Mortality | ICU admission | High treatment priority | |
---|---|---|---|
Models including clinical information readily available at ED admission | |||
Net reclassification improvement (NRI) | 0.11 (SE 0.03), p = 0.00004 | 0.06 (SE 0.02), p = 0.01345 | 0.02 (SE 0.01), p = 0.00572 |
Integrated discrimination improvement (IDI) | 0.04 (SE 0.01), p = 0.0001 | 0.01 (SE 0.01), p = 0.0001 | 0.02 (SE 0.01), p = 0.0001 |
Models including full clinical information available at ED discharge | |||
Net reclassification improvement (NRI) | 0.09 (SE 0.02), p = 0.0003 | 0.08 (SE 0.02), p = 0.0001 | 0.02 (SE 0.01), p = 0.0072 |
Integrated discrimination improvement (IDI) | 0.04 (SE 0.01), p = 0.0001 | 0.01 (SE 0.01), p = 0.00004 | 0.02 (SE 0.01), p = 0.0001 |
Models including information from initial triage scores | |||
Net reclassification improvement (NRI) | 0.23 (SE 0.03), p = 0.0001 | 0.10 (SE 0.02), p = 0.0001 | 0.06 (SE 0.01), p = 0.0001 |
Integrated discrimination improvement (IDI) | 0.05 (SE 0.01), p = 0.0001 | 0.02 (SE 0.01), p = 0.0001 | 0.01 (SE 0.01), p = 0.0001 |
Initial clinical model includes age, gender, main presenting symptom and vital signs (i.e., heart rate, respiratory rate, blood pressure, temperature, consciousness); full clinical model includes age, gender, comorbidities, main presenting symptom, main diagnosis and vital signs; multimarker model includes ProADM, procalcitonin, copeptin; p value refers to comparison of combined model with the clinical model
ProADM pro-adrenomedullin, ICU intensive care unit, ED emergency department, SE standard error
Subgroup analysis
To study the robustness of our analysis across patient populations, we also investigated the prognostic performance of the markers for the three different outcomes in predefined subgroup analyses according to study center (Swiss, French, US), main medical diagnosis (infectious disease, cardiovascular disease, neurological disease), main symptom at ED presentation (nonthoracic pain, thoracic pain, respiratory symptoms, worsening of general condition, fever), age (<65 years, ≥65 years) and gender.
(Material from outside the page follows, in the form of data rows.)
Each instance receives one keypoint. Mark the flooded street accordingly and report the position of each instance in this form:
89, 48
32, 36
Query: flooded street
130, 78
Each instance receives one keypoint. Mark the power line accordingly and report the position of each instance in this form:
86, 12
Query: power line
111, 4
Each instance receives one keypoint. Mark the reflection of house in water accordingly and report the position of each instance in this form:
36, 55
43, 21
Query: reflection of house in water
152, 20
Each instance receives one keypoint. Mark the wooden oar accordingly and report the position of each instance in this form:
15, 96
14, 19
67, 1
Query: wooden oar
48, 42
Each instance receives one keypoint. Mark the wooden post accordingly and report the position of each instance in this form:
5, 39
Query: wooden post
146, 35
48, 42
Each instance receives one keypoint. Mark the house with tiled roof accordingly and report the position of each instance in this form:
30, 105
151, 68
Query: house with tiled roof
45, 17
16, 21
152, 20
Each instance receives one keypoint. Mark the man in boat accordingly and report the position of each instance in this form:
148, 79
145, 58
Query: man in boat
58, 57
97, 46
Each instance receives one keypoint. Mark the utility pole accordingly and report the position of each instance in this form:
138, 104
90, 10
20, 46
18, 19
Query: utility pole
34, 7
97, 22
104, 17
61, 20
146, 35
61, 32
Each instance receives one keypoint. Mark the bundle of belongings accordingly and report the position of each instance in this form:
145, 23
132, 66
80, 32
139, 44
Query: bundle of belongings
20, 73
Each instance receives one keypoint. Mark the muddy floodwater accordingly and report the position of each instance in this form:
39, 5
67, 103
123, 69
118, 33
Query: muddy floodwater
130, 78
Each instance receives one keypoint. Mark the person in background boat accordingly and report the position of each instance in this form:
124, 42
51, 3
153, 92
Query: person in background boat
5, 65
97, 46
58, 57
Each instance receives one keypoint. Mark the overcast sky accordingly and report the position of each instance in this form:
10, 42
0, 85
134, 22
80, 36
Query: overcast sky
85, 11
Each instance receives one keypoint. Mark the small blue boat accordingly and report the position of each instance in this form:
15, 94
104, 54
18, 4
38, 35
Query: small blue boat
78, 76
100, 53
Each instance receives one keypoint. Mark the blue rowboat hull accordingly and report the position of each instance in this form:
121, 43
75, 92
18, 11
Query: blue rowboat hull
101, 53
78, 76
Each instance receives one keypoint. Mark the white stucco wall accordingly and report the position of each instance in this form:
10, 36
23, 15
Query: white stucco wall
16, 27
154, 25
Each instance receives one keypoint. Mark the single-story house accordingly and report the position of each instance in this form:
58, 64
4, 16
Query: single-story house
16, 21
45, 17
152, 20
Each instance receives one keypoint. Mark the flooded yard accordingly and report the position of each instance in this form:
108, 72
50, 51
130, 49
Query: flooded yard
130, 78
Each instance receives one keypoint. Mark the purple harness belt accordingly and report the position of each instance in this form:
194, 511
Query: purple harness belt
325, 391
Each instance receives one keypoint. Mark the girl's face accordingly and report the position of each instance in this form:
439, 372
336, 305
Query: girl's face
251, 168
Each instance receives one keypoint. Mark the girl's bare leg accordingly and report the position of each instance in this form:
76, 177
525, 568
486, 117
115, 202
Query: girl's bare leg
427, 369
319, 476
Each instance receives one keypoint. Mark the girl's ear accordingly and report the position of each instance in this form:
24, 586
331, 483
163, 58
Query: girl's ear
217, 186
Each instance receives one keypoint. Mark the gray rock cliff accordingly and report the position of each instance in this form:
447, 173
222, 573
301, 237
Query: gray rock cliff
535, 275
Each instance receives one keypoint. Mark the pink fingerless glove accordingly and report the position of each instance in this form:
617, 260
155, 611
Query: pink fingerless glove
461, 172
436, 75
As shown in the Appendix, results were similar in the different subgroups with the best performance in the French center, in patients with thoracic and nonthoracic pain, in patients with fever and in younger patients (age <65 years).
Discussion
Suboptimal triage causes delays in initial treatment and impaired outcome [3, 4]. A more adequate and prompt initial triage system usable in unselected, “real-life” ED patients may allow for an improved and more targeted (“personalized”) management of patients in the ED [12]. Within this large international cohort of unselected medical patients seeking ED care, we investigated the incremental usefulness of three biomarkers from distinct biological pathways for predicting short-term mortality, ICU admission and high triage priority. ProADM emerged as the most informative biomarker for predicting adverse outcomes with high discriminatory ability particularly in regard to the primary endpoint – all-cause 30-day mortality. In addition, the use of ProADM added to the overall prediction of risk based on clinical parameters available on ED admission and ED discharge, as well as triage information. The addition of all three biomarkers in a “multimarker” model showed only minimal further improvements, as evidenced by small changes in the C-statistic. These results suggest that a combined clinical and biomarker approach may help to accurately risk stratify patients at the most proximal and challenging time point of ED admission.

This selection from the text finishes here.